The Ahern Ministry was a ministry of the Australian Government of Queensland and was led by National Party Premier Mike Ahern and Deputy Premier Bill Gunn. It succeeded the Bjelke-Petersen Ministry on 1 December 1987 following Joh Bjelke-Petersen's resignation as Premier and from Parliament, and was in turn succeeded by the Cooper Ministry on 25 September 1989, led by Russell Cooper.

As the National Party was not in coalition at the time, all listed members are from that party.

Two-man ministry 
Due to the speed of the unusual events leading to the demise of the previous ministry, the initial Ahern Ministry consisted simply of Ahern and Gunn sharing all of the portfolios until a full Cabinet could be appointed and details of all other administrative arrangements could be finalised. It was sworn in by Governor Walter Campbell on 1 December 1987. The appointments of all previous ministers were terminated.

Full ministry 

A full ministry was sworn in on 9 December 1987. The Ministry largely reflected the membership and order of the Bjelke-Petersen Ministry prior to 25 November 1987, but Russ Hinze, Don Lane, Lin Powell (who had been elected Speaker on 2 December) and Yvonne Chapman were not re-appointed. Five new ministers were appointed to fill the vacancies.
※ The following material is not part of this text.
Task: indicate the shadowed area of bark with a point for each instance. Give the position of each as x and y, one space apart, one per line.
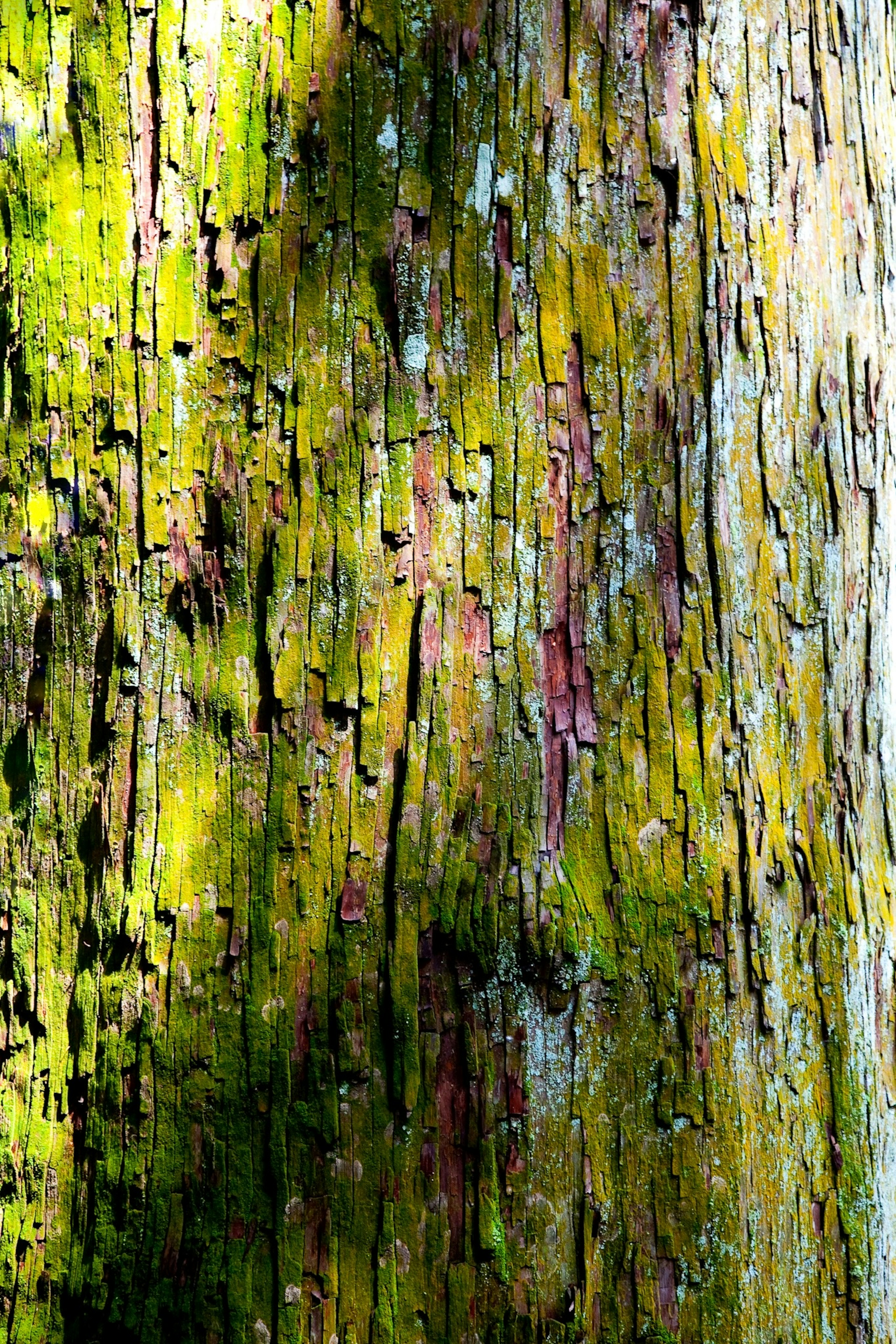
445 552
On 19 January 1989, Ahern reshuffled the ministry, removing Leisha Harvey and appointing Craig Sherrin to replace her.

In August 1989, Russell Cooper nominated to replace Ahern at a party-room meeting, with Paul Clauson as his deputy. The bid failed, and both ministers and Bob Katter resigned on 29 August. On 31 August, a reshuffle took place and three new ministers were appointed. This final version of the ministry lasted until a second attempt by Cooper to gain the leadership was successful on 25 September.